Circa July 2012, there is ample evidence of the changes on the horizon. The oranges and yellows of seismic testing equipment (photo left) adorn the sleepy forest roads and the electric pink of ribbon markers decorates the trees and ground. The few leased cabins look lost and lonely, but soon they could have the steady companionship of hundreds of trucks rumbling past their doors carrying water, sand, and some not-so-benign chemicals and waste fluids. The narrow, dirt roads – bound to require widening and repair – are probably inadequate for such intensive use and potentially treacherous for heavy rigs, occasionally known to roll down steep embankments and spill their secrets. Heavy traffic and structurally-degraded roads can cause significant sediment pollution as suggested by the studies of the Penn State Center for Dirt and Gravel Roads. Sediment is the enemy of native brook trout, our handsome state fish, who adamantly require cool, clear water to survive. Currently, there’s an abundance of such good water within Loyalsock.
But traffic and roadway impacts are but one piece of the shale gas puzzle. Could well casings fail and methane bubble into surface waters (recent accidents in Bradford County and Tioga County are suspected of causing just such problems)? How much will air quality be degraded by diesel emissions from trucks, pumps, generators, drill rigs, and other equipment? How will floodlights and flaring affect star-packed skies or the incessant drone of compressor stations antagonize solitude? While off the beaten path, the forest sees its share of visitors, and recreational trails are a signature of the region. The 27-mile Old Logger’s Path (photo below) is a backpacker’s dream crisscrossing a world of palpable wonders and subterranean severed rights.
Hiking, a popular recreation, and the forest’s quality scenery are big components of tourism, consistently one of Pennsylvania’s leading industries. According to the Pennsylvania Tourism Office, visitor spending across the Commonwealth totaled $34.2 billion in 2010. Comparatively, Penn State research (p.31) indicated that, “…the Marcellus gas industry increased Pennsylvania’s value added by $11.2 billon” for 2010. In the northeastern Pennsylvania, drilling is slowing due in part to the low price of natural gas. The ramifications for the Loyalsock are uncertain but the lasting attraction of idyllic open spaces is unequivocal.
Nevertheless, Anadarko and its partner seek the gas near the Old Loggers Path and vulnerable populations of forest interior birds. Such species require large unbroken tracts of contiguous forest. A recent study in Environmental Management authored by P.J. Drohan, Margaret Brittingham, and others reports that 26% of well pads in the Susquehanna basin are located in core forests (many on DCNR lands). The study quotes a DCNR paper: “further (shale gas) development on state forests is likely to alter the ecological integrity and wild character of state forests.” The authors believe other research supports that assertion.

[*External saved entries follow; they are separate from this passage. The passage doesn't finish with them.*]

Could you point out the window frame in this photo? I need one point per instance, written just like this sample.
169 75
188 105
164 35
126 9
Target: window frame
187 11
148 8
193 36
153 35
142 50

The Loyalsock is a microcosm of the state forest-shale gas paradigm. As of a March 2012 DCNR presentation, 814 Marcellus well locations had been approved by the Bureau of Forestry on state forest land and 447 Marcellus wells had been drilled in the state forests including more than 80 well pads. The agency estimates a total of 3810 new Marcellus wells by 2018. With an average well pad size of about five acres, many miles of new and widened roads, even more miles of pipelines, plus intermittent water impoundments and compressor stations, it’s easy to wonder what our state forests will soon look like. And what about the legacy of silviculture cultivated by Pinchot, Rothrock, and other conservation pioneers? The Pennsylvania state forest system is certified by the Rainforest Alliance under Forest Stewardship Council standards ensuring that the products coming from these forests are managed in an environmentally-responsible manner. At what threshold of shale gas activity will this certification – which adds significant value to finished wood products – be jeopardized?
Since it is likely that Anadarko and its partner will pursue their claims, the fate of the severed parts of the Loyalsock may be shaped by the existence or lack-thereof of a surface use agreement between Anadarko and DCNR. Where DCNR has leased and controls oil and gas rights, a surface use agreement is entered into that steers the development activity in a more sustainable manner and away from especially sensitive forest features. In the case of severed rights, there is uncertainty about the applicability of surface use agreements. However, with little else to ameliorate the collateral damage of gas development in undeveloped surroundings, prudence would suggest it’s a tool worth using.
The stakes are high. DCNR’s own list of “challenges” posed by shale gas for state forest lands include: surface disturbance, forest fragmentation, habitat loss and species impacts, invasive plants, loss of wild character, recreation conflicts, water use and disposal. With the mission of the Bureau of Forestry to “ensure the long-term health, viability and productivity of the Commonwealth’s forests and to conserve native wild plants,” they have their work cut out for them, especially as more drilling tracts are developed.
In the months to come, the industry will be watched, technologies will change, activists will speak, parties will talk; meanwhile, the big, old rattlers, wise but weary, grow restless.